How to Reduce Overwhelm, Get More Done, and Move the Needle on Your Business
Being human tends to be a spectacularly inefficient affair.
The mind cranks away on thoughts that we’ve thought before, or on things that we fear but will never happen, or it’ll just happily churn away on things that are completely inconsequential for our well-being, relationships, growth, and indeed: sales.
Meanwhile, our activities consist of a wildly diverse set, most of which do absolutely zero to advance our personal evolution: from mindlessly scrolling through a Facebook feed, to talking with people who gain nothing from it and neither do you, to organising or cleaning stuff just because it gives a fake sense of achievement.
Or, like my manicure, who almost weekly tells me that she spent the weekend ironing. I guess… if it makes her happy…
Problem is, we think that as long as we’re doing something, stuff is happening. And if we’re ‘not working’, we’re resting.
But doing nothing in particular is not the same as resting — not to your subconscious, which is probably very eager for some actual recovery time.

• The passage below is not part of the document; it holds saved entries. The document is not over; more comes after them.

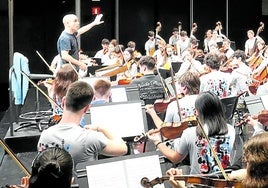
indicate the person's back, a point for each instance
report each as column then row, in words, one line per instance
column 84, row 145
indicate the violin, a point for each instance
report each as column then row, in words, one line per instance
column 193, row 179
column 169, row 132
column 54, row 120
column 49, row 81
column 262, row 117
column 160, row 105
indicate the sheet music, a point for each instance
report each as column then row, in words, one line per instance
column 125, row 173
column 119, row 94
column 125, row 120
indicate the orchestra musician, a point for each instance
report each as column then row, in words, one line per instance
column 137, row 55
column 255, row 59
column 149, row 45
column 67, row 44
column 187, row 85
column 255, row 173
column 150, row 85
column 102, row 91
column 102, row 52
column 216, row 81
column 84, row 144
column 130, row 63
column 174, row 38
column 260, row 75
column 193, row 142
column 250, row 44
column 207, row 38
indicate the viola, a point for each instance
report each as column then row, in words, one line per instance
column 193, row 179
column 262, row 117
column 160, row 105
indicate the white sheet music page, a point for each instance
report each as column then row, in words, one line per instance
column 125, row 173
column 125, row 120
column 119, row 94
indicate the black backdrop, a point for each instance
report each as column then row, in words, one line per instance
column 37, row 25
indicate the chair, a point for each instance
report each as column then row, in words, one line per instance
column 18, row 89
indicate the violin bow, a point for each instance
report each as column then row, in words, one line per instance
column 175, row 91
column 34, row 84
column 45, row 61
column 212, row 150
column 162, row 82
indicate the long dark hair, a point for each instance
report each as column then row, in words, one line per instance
column 52, row 168
column 210, row 112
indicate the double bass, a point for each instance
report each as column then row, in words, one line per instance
column 253, row 49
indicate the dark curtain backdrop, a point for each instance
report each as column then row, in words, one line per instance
column 37, row 25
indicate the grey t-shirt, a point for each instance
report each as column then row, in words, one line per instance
column 84, row 145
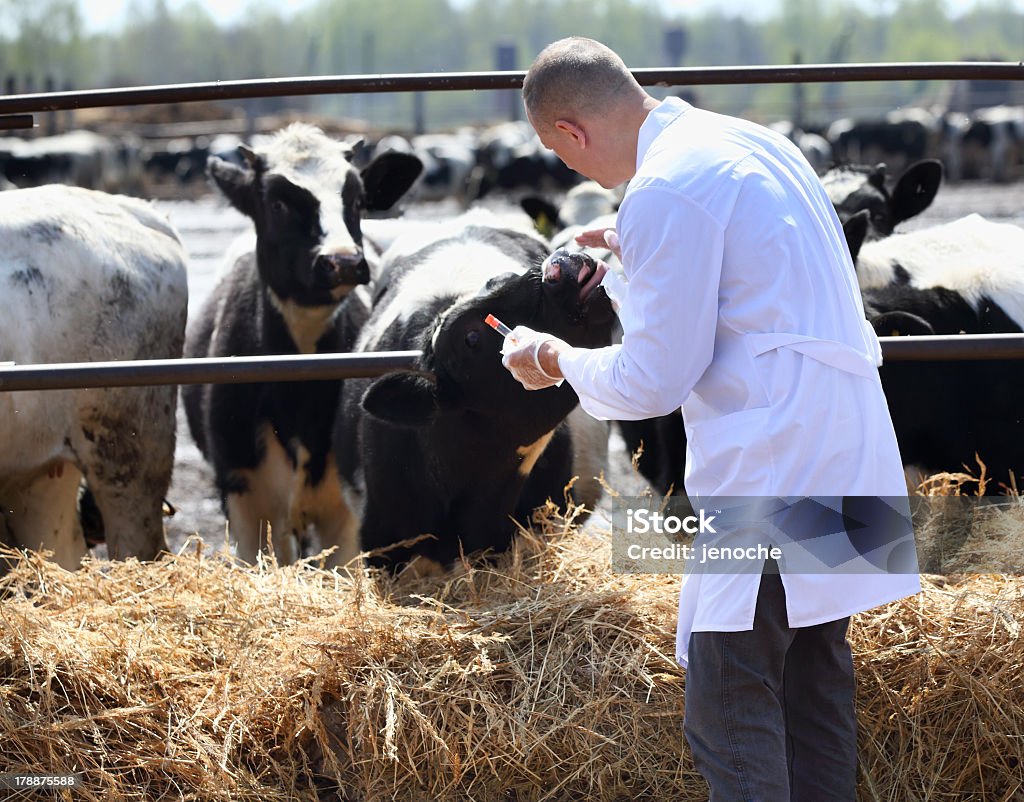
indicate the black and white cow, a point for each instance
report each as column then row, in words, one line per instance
column 853, row 188
column 966, row 277
column 269, row 444
column 87, row 277
column 458, row 449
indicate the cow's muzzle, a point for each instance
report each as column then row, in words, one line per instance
column 564, row 265
column 337, row 269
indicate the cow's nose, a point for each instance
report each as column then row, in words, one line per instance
column 342, row 268
column 562, row 265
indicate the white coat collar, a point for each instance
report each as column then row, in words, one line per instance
column 659, row 118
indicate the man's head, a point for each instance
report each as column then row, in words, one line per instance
column 587, row 107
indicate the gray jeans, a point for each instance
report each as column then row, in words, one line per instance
column 770, row 713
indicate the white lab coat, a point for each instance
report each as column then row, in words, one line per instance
column 742, row 307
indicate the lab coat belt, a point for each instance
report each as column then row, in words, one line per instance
column 830, row 352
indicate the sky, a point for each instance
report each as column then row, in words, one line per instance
column 108, row 14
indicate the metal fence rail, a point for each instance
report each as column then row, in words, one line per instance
column 355, row 84
column 239, row 370
column 15, row 112
column 230, row 370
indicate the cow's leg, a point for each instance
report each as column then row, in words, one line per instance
column 336, row 524
column 41, row 512
column 125, row 447
column 258, row 515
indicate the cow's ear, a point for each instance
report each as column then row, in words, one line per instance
column 388, row 177
column 403, row 398
column 856, row 229
column 915, row 188
column 236, row 182
column 900, row 324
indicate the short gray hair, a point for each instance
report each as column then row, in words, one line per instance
column 573, row 76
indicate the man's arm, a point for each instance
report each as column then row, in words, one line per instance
column 672, row 254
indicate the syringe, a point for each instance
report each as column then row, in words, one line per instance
column 498, row 326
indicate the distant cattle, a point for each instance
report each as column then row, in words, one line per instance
column 87, row 277
column 899, row 137
column 457, row 449
column 992, row 143
column 448, row 164
column 966, row 277
column 853, row 188
column 77, row 158
column 269, row 444
column 510, row 157
column 584, row 205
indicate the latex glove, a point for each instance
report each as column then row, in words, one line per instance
column 519, row 356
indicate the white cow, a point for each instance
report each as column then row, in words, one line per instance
column 87, row 277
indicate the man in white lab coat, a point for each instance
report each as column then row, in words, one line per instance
column 742, row 307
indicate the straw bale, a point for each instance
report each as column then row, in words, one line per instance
column 541, row 675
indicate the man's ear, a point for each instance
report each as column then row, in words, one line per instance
column 572, row 130
column 403, row 398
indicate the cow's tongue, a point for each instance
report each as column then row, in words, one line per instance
column 589, row 280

And doing whatever keeps us busy is clearly not the same as getting stuff done.
It helps to have clear lines and hard boundaries.
Rest is rest, and work is work, which replenishes your energy much faster than the pseudo-rest of procrastination.
And as for work, it’s good to demarcate and prioritise there as well:
There’s busywork, the day-to-day activities, and then there’s the kind of work that moves the needle. These are the growth-driving activities that over time build up to results, sales, growth, and revenue.
What’s that you say? You’re always short of time, for doing those GDA’s?
That’s because, very likely, you spend too much time doing things that you didn’t plan, and didn’t define as the important stuff that gets results.
And that is how you get to constantly feel busy, see little result for it, and feel overwhelmed, frustrated and inadequate.
Say no. Decide against automatic, ho-hum activities, and prioritise prioritisation (Yes, I meant to write that).
Decide what’s most important, give it priority, go do it, and only then go back to taking care of routine chores.
If something important deserves to get done, it deserves to get priority, don’t you agree?